With respect to material limitations, this form of conflict arises when a lawyer’s obligations to anyone (including himself) precludes him from competently representing a client.  The basic test is:  imagine what a lawyer without the “obligation” would do; and then ask whether the obligation the allegedly conflicted lawyer had would result in a material limitation.  Simple example:  if a lawyer represents a car wreck plaintiff, the lawyer generally cannot cross-examine that plaintiff even in an unrelated matter if it doing so would involve, say, exposing eyesight problems that could be used against the plaintiff in the car wreck. The court in Maling contrasted the allegations in the complaint to situations where firms have shaved claims for one client to avoid another client’s patent.  There was nothing like that here, and nothing like what the court suggested might otherwise be a material limitation.

The court ended with admonitions to lawyers to be sure to monitor for conflicts carefully.  I’ll end by noting that this is not the first, or last, word on this topic.

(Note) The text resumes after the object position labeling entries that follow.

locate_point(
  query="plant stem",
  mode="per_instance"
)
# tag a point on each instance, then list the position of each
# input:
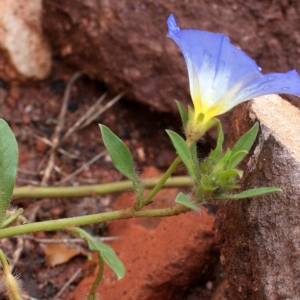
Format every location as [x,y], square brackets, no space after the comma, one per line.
[162,181]
[12,218]
[63,224]
[93,290]
[4,262]
[97,189]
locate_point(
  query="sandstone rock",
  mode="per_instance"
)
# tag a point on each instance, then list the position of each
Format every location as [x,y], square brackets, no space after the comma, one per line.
[25,53]
[124,43]
[162,256]
[259,237]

“Be careful out there,” as they said in Hill Street Blues.

 

4 thoughts on “The Maling Decision from Massachusetts on Subject Matter Conflicts

  1. The problem with hypos and “black letter rules” applied broadly is, as you know and as the hypo suggests, the dynamic nature of prosecution.

    But the flip side is that: if you take into account downstream possibilities then any two companies are “adverse.” If Google gets a patent, then Domino’s Pizza won’t be able to.

  2. David, you write:

    “The court in Maling contrasted the allegations in the complaint to situations where firms have shaved claims for one client to avoid another client’s patent. There was nothing like that here, ,,,,”

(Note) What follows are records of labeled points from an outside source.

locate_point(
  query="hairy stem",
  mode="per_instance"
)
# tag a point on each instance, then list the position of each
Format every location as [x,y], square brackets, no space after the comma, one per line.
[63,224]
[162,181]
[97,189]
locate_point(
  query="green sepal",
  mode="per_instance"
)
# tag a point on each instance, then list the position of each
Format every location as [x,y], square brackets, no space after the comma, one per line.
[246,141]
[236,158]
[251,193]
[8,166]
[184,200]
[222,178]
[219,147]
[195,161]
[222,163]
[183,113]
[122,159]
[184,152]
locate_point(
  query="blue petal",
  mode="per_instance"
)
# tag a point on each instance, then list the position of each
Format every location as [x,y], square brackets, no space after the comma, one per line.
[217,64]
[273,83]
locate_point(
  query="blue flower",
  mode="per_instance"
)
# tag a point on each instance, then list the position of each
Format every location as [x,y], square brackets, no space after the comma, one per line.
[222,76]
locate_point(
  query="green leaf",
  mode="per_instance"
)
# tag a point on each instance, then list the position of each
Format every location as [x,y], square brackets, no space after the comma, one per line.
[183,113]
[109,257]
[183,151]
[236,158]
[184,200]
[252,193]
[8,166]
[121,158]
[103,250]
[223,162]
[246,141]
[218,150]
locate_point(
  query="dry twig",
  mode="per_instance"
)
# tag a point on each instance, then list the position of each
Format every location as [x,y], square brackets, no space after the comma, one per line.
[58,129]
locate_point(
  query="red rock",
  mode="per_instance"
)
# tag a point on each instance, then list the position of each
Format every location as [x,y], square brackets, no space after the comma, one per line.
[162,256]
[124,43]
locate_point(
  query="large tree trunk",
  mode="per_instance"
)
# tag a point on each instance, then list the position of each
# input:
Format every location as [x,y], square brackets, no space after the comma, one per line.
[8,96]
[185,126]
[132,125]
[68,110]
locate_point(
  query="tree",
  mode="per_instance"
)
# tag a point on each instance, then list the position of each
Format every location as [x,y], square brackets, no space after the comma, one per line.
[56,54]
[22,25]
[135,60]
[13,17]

    in which what interests me is “nothing like that here” and also how far one can stretch the notion of “shaving”.

    Suppose my firm has two unrelated clients A and B who both design eyewear. Each comes up, independently, with improved lens mount architecture. My partner in the firm, AA, drafts the patent application for Client A and my partner colleague BB writes claims for Client B.

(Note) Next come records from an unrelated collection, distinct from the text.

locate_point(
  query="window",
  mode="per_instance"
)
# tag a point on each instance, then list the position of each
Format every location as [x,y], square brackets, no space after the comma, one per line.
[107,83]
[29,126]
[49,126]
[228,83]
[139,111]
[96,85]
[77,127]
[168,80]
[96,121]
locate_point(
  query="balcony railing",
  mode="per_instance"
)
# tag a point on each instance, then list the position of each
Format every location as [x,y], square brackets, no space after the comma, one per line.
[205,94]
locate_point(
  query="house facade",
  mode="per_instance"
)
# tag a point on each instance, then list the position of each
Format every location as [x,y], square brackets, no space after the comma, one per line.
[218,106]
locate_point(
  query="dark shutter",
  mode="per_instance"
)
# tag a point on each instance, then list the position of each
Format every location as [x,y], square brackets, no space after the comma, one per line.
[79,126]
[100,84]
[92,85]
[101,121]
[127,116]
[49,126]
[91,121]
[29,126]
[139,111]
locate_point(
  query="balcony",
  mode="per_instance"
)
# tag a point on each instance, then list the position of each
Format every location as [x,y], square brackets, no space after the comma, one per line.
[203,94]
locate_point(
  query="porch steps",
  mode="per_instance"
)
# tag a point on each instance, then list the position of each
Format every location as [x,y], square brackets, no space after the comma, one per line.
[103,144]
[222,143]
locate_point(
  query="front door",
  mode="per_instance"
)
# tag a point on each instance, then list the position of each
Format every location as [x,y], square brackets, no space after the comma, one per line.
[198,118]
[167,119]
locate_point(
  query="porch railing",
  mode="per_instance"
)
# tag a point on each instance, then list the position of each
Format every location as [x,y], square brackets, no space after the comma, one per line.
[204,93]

    Each partner writes (in ignorance of the other’s work) . Each writes a set of claims in which the independent claim is wide enough to read on to both the A and the B prototype. Each awaits approval of the draft, from his respective client, to enable my firm to file at the USPTO. Any conflict yet? You bet! It will be vital to the extent of legal rights of A and B which of A and B files first.

    In prosecution at the USPTO, however, prior art is revealed, that renders such wide claims unpatentable. Both AA and BB have to narrow down, to avoid the art. It just so happens though, that the claims issued to A do not read on to B’s prototype, and that the claims issued to B do not read on to A’s prototype. So, no “shaving” then? And never any “conflict” then? OK?

    Nevertheless, A feels cheated, that he cannot sue B. And B also feels cheated, that he cannot sue A. Does either A or B have any remedy against the firm?

    1. Max,

      No. On page 20: “Maling’s complaint does not contain any allegations as to the services or scope of representation agreed upon by Maling and Finnegan other than that Finnegan “agreed to file and prosecute a patent for Maling’s inventions.” Nor is it adequately alleged that Finnegan should have reasonably anticipated that Maling would need a legal opinion that would create a conflict of interest. There are simply too few facts from which to infer that Finnegan reasonably should have foreseen the potential conflict in the first place.”

      In your hypothetical, Clients A & B can sue each other, but they will need to hire new law firms even thought, probably, they assumed the firm would take care of them and so are irritated. Finnegan got off but the facts could have turned out differently. (Unlike your hypo, different offices were involved and I think this helped them even though it is the same firm.) I think you are suggesting that possible conflicts should be avoided from the very beginning and agree.

      1. Thanks. You read my thoughts. But I did not write that AA and BB are sitting in the same office building. Indeed I had different buildings in mind. If different buildings did indeed help FH, it ought not to have done.